Remaining on the subject of candles, I was wandering around one of those tourist tat shops a few days ago, wondering if there really is a market for dozens of rotary-dial Bakelite telephones beyond theatrical props, when I came across this caprine sculpture. I have no idea what it is supposed to be; possibly an ash-tray, maybe a plant-pot holder or even perchance somewhere for business cards. I have assigned its function as Candle Stick.

Q-tel’s promised birthday visit came to pass. I shall have to continue to wait for my broadband to be installed, and the flat continues with an inertweb connection rather than the interweb that I would prefer. I’m sitting at work after everyone else has gone home, pumping this post up into the blogosphere with my MiFi device that steadfastly refuses to work at home.

]}:-{>

Sunday, August 07, 2011

The mouse problem

Dubai follows Abu Dhabi’s lead, and is, according to this article in the Gulf News, going to offer discounts on traffic fines.

Think about the purpose of a traffic fine for a moment. Officially at least, it is punishment. The money that you were saving up for your holiday, new fridge, school fees or beer is instead directed into central government coffers. That’ll learn ya! A more cynical Goat might believe that traffic fines, especially those incurred after being detected by a speed camera, are simply a means of raising revenue.

Look how easy it is to pay most traffic fines. Go on-line and quote your credit card number. Visit a shopping mall and stand at one of those fine Fine-Payment machines. Wait until the end of the year and simply add the payment on to the inspection and registration fees.

If the intention were punitive, the perpetrator would have to take time off work, attend court, and then be given a right royal runaround across town, collecting rubber stamps on official forms in order to obtain permission to pay. In truth, this punishment is reserved for those attempting to recover their security deposits before leaving the country. It is true that some traffic offences incur a version of the time-wasting palaver. According to the Goat’s spies, driving on the breakdown lane (for example) can involve an invitation to stand in front of the Police Captain to receive a dressing down and then to apologise. (Fifth Amendment inserted here for the avoidance of doubt.)

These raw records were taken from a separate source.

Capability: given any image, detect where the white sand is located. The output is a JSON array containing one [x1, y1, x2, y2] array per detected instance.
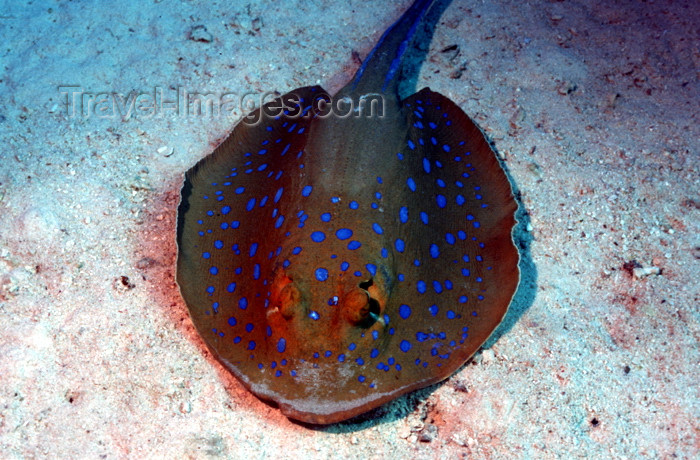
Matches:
[[0, 0, 700, 459]]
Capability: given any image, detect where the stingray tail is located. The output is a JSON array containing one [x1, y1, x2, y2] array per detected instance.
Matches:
[[348, 0, 433, 94]]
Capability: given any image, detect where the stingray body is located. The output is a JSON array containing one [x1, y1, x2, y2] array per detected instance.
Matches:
[[177, 0, 519, 424]]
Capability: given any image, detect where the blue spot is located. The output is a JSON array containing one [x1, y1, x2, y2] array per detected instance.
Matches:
[[348, 241, 362, 251], [335, 228, 352, 240], [406, 177, 416, 192], [315, 268, 328, 281], [416, 332, 430, 342], [311, 231, 326, 243]]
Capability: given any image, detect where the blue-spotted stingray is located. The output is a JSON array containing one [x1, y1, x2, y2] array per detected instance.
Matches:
[[177, 0, 519, 424]]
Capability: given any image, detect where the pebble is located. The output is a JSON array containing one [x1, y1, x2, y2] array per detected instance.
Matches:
[[189, 25, 214, 43], [632, 267, 661, 279]]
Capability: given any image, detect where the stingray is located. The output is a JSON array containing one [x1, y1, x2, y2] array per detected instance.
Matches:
[[177, 0, 519, 424]]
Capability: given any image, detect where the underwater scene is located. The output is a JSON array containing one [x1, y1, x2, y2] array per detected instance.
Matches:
[[0, 0, 700, 459]]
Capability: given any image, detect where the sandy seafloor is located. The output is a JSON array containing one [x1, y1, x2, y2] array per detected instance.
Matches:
[[0, 0, 700, 459]]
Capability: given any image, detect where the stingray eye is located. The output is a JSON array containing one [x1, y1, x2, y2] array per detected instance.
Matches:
[[343, 278, 380, 328], [278, 283, 301, 319]]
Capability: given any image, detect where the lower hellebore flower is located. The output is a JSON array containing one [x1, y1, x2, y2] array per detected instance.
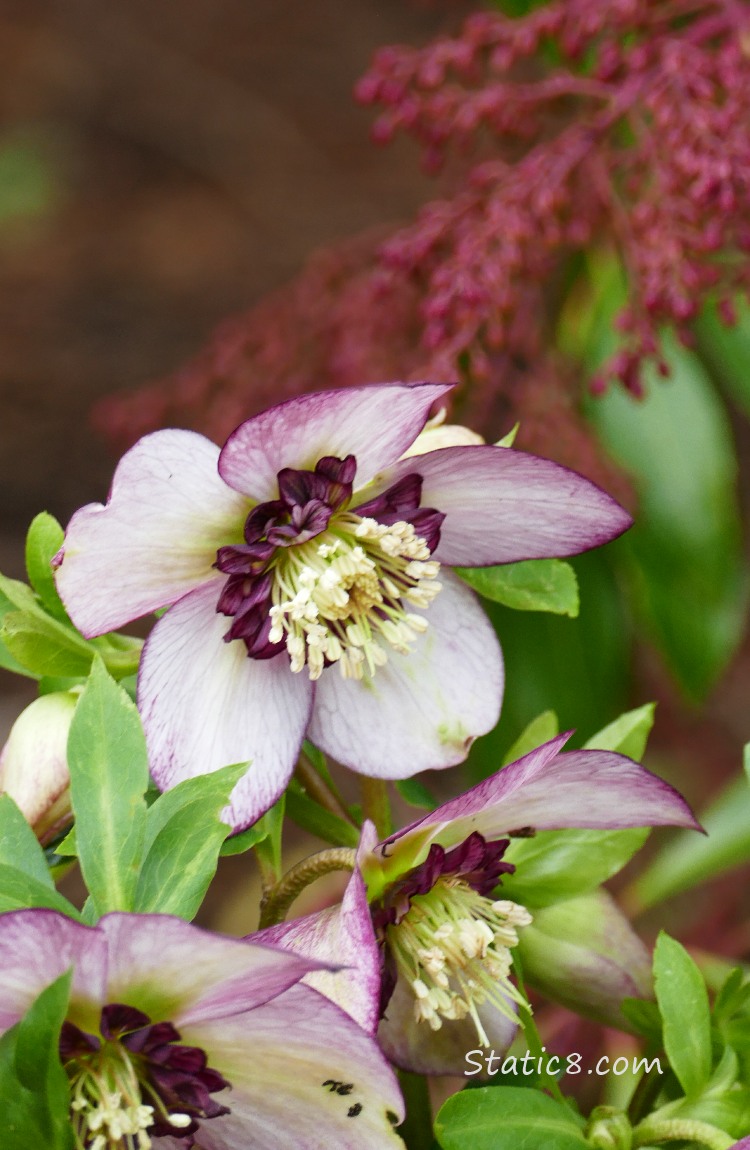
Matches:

What can possibly be the reasoning behind reducing traffic fines, then? Previously they were increased: speeding now starts at Dh600, whereas it used to be Dh200. That ‘zero tolerance yields zero crashes’ no-messin’ attitude seems to have had minimal effect.

The Goat reckons that the increased fines simply cause more and more cases of non-payment. Either can’t pay or won’t pay. It’s impossible to register a motor vehicle without paying the fines, so logically the non-payers are punished by not being able to use their vehicles, right? Of course not! The number of unregistered and consequently uninsured vehicles on the road increases. By reducing the fines, they become easier to pay. Result: fewer unregistered and uninsured vehicles. A further benefit for the government is that 50% of some income is better than 100% of buggerall.

Abu Dhabi, and soon Dubai seem to be following advice from Monty Python’s The Mouse Problem sketch. “The only way to bring the crime figures down is to reduce the number of offences.”